During the summer, chimneys are often an afterthought that are not given much consideration. Come winter, the warmth and comfort associated with a nice fireplace is something most homeowners look forward to. However, masonry chimneys are an important component in a home that plays an integral role in maintaining a safe living environment.
One of the most important items that can help increase the life and safety of a masonry chimney is the liner that protects the interior. The interior of an unlined chimney is composed of the same brick that is used on the exterior of the chimney. These chimneys are considered unsafe because the rough interior catches creosote and debris that comes with the smoke as it travels upwards. This creosote builds up over time, increasing that likelihood of a chimney fire. Without a chimney liner to protect the chimney’s interior, smoke and carbon monoxide can also enter the home as the mortar between the bricks cracks over time. Additionally, unlined chimneys have draft characteristics that are inferior to chimneys that have liner.

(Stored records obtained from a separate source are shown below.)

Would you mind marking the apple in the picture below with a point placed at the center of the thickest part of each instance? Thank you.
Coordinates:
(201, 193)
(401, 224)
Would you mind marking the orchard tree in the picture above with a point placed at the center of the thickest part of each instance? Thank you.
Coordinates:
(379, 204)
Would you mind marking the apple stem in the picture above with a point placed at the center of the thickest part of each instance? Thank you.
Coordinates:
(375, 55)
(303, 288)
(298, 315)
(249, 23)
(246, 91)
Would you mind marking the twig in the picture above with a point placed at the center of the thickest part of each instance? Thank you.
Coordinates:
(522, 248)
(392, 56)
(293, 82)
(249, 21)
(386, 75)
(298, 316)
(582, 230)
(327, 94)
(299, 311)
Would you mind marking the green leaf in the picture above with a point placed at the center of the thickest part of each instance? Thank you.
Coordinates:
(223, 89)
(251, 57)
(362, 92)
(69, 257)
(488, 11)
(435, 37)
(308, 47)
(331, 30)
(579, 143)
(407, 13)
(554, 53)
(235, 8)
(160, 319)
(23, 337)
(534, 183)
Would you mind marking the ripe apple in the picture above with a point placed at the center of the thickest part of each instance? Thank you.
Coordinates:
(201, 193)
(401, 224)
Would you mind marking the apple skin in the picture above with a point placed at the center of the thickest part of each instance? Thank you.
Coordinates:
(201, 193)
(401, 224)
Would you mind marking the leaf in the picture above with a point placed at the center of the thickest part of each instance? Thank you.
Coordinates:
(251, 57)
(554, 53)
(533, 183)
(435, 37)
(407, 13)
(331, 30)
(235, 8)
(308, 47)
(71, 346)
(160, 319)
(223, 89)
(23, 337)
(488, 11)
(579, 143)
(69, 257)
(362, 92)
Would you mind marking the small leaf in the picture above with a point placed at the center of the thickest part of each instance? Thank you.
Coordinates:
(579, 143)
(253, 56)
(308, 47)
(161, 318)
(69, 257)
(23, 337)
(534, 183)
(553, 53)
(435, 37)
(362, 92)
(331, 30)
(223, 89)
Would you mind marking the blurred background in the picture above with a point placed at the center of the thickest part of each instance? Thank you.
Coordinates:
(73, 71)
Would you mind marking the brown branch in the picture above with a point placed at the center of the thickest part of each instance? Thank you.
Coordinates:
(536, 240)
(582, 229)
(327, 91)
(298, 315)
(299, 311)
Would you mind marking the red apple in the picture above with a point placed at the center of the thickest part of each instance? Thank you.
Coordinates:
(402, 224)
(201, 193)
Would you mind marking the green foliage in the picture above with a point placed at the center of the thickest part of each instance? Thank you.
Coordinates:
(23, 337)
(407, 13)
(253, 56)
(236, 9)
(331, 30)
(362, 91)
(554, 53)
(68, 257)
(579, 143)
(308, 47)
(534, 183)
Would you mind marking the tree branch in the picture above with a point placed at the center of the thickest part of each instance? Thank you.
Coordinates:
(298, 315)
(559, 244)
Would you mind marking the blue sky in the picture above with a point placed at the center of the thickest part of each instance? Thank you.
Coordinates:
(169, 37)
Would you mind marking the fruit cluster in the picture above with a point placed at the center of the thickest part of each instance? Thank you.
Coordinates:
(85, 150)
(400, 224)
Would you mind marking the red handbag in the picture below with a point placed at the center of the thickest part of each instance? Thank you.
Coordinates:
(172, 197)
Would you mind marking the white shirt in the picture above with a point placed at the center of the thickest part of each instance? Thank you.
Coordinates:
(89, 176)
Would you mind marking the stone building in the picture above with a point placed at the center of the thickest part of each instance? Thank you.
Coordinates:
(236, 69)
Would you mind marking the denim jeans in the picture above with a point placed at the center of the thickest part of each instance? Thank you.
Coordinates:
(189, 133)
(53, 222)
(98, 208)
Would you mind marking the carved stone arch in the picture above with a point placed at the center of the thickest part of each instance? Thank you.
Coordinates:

The liner in a chimney serves several functions, such as reducing heat transfer and preventing the deterioration of the masonry. Without a liner, the corrosive byproducts from combustion in the fireplace eats away at the masonry due to its acidity, gradually reducing the strength of the chimney. Liners also reduce the amount of heat that is transferred from the chimney to combustible materials such as the walls that surround the chimney. Preventing this heat transfer is critical in minimizing the chances of a fire starting in the home.
In conclusion, lined chimneys are safer to use because they collect less creosote, help to protect against carbon monoxide infiltration, reduce the amount of heat transferred between materials, and extend the life of the chimney. If you have an unlined chimney in your home, consider having a licensed chimney sweep install a liner.